Darling! Your band were marvellous

In a recent article Michael Hann talks about a rather specialised variety of loyalty to a musician. The kind he's got in mind is when the artist makes a personal gesture (dedicates a song to someone for example). Hann says that after Billy Bragg played a tune at a 1987 gig specifically because Hann had requested he do so ahead of the gig, he was so grateful that he carried on turning out at Bragg gigs and buying his records long after he'd actually lost interest in the music. Hann reckons it's because these precious moments forge an “unbreakable bond” between fan and star, one that will endure for decades to come. Blimey. What bizarrely disproportionate behaviour. Are we the audience really expected to be so humble, so cringingly grateful? After all, we pay (usually) to go and see them, we clap and hoot (annoyingly, in the case of the latter), and we provide what many of the musicians want in the first place: an audience. That's plenty, isn't it? If a performer does something halfway decent, then great. No need to start tugging at our forelocks though. The way Hann tells it, the priest-musician will occasionally lean down and bless the pop supplicant, bestowing rock and roll grace with a name-check dedication or an old song played at a gig.
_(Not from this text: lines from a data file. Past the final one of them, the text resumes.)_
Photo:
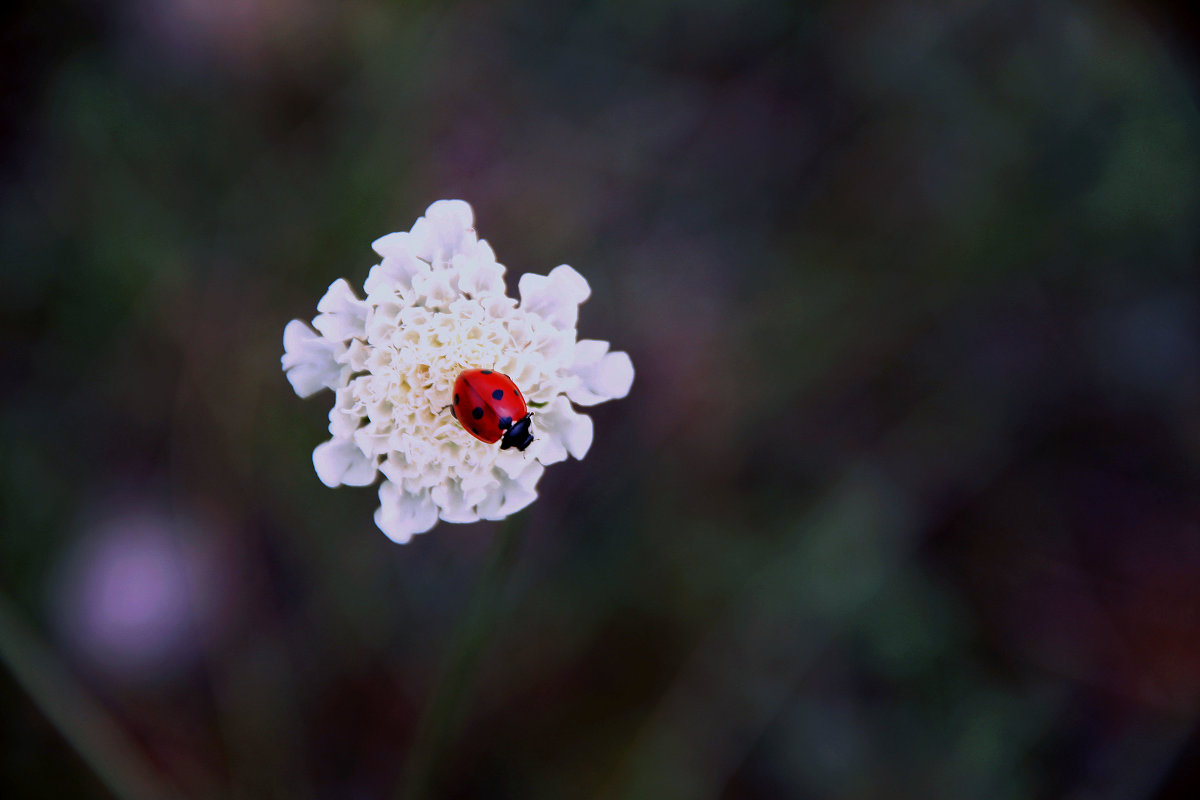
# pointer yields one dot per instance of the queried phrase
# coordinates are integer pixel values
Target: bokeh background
(905, 501)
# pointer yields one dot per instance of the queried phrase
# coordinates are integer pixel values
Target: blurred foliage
(904, 501)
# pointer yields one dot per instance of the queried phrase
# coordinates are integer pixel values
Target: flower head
(436, 305)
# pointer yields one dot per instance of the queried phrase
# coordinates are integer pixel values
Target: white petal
(310, 360)
(342, 316)
(603, 376)
(556, 298)
(340, 461)
(445, 229)
(455, 504)
(401, 515)
(563, 431)
(400, 264)
(479, 272)
(513, 494)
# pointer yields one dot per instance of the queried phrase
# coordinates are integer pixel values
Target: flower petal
(340, 462)
(401, 515)
(562, 431)
(310, 360)
(445, 229)
(400, 264)
(603, 376)
(342, 316)
(455, 503)
(556, 298)
(513, 494)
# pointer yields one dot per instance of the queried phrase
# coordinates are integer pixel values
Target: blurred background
(905, 501)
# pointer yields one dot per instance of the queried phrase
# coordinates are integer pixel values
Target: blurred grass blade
(447, 704)
(83, 722)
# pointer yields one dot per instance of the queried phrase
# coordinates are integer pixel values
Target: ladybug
(490, 405)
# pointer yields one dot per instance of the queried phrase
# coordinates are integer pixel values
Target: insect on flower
(492, 409)
(435, 306)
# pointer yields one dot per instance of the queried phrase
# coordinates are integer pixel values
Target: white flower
(436, 305)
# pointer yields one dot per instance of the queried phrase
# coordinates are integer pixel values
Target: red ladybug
(490, 405)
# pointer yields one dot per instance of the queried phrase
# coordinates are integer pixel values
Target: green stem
(82, 721)
(442, 716)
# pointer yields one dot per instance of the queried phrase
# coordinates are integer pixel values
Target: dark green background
(904, 501)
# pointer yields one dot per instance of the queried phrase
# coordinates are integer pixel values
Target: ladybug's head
(519, 435)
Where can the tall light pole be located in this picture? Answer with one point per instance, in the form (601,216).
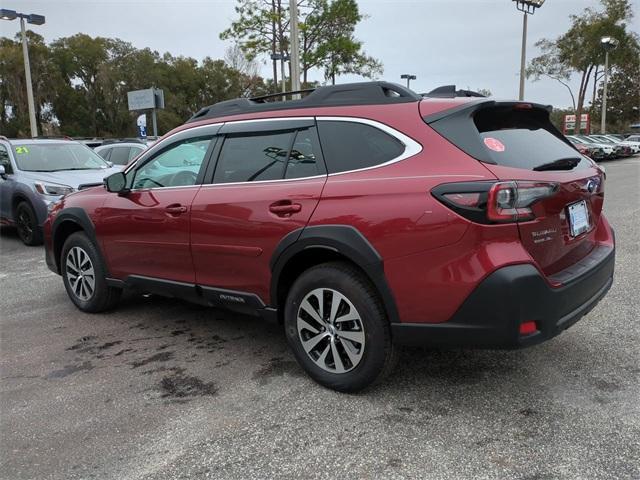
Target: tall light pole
(295,47)
(33,19)
(283,57)
(408,77)
(527,7)
(608,43)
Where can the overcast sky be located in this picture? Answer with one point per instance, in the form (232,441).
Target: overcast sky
(470,43)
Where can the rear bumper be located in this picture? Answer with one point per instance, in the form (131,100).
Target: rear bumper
(491,316)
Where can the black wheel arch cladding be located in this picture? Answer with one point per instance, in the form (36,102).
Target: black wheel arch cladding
(79,217)
(344,240)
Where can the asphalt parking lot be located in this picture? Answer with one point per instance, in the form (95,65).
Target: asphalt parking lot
(161,389)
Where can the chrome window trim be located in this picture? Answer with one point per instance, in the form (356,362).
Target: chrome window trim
(258,182)
(411,146)
(276,119)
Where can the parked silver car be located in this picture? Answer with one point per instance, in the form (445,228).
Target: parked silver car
(34,174)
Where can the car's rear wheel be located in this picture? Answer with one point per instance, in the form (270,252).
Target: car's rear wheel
(27,224)
(84,277)
(337,327)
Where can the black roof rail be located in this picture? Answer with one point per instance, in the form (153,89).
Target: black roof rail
(110,141)
(362,93)
(449,91)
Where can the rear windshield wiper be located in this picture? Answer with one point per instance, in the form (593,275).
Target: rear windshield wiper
(568,163)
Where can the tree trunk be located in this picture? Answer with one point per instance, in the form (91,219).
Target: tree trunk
(584,84)
(595,88)
(273,46)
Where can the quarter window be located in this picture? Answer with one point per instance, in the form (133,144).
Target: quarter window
(305,159)
(352,146)
(249,157)
(120,155)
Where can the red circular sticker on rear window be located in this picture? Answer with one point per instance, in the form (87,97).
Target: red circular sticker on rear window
(494,144)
Oh Lord! Call me a music biz atheist, but my own thinking runs completely counter to this. At gigs my habit is to keep the theatrical fourth wall well and truly in place. On the rare occasions when I've become acquainted with a band it's been the beginning of the end. From that point on you're condemned to having to keep up a desultory "friendship". ("Hi, how's it going?" ... "Er, no, I wasn't at that one, I couldn't make it" etc). Before you know where you are you're having to explain why you weren't at their other gigs. Or you're having to fend off questions about their new songs ("Yeah, sounds pretty good", you lie). You've lost your all-important anonymity. Now you can't just go, watch and leave. The end-result, in my experience, is that you begin to think twice about going to see them at all. Oh dear, why did you ever succumb to the fatal vanity of forming a personal connection with the "talent"? So, you might have reached that elevated point where you were getting a friendly nod from the bassist when the band took to the stage, but you'd have been better off pretending you didn't know them or (better idea) going to see some other bands before the rot of familiarity set in. Either that or condemn yourself to many gigs' worth of coming out with the R'n'R equivalent of "Mwagh, mwagh. Darling! You were wonderful."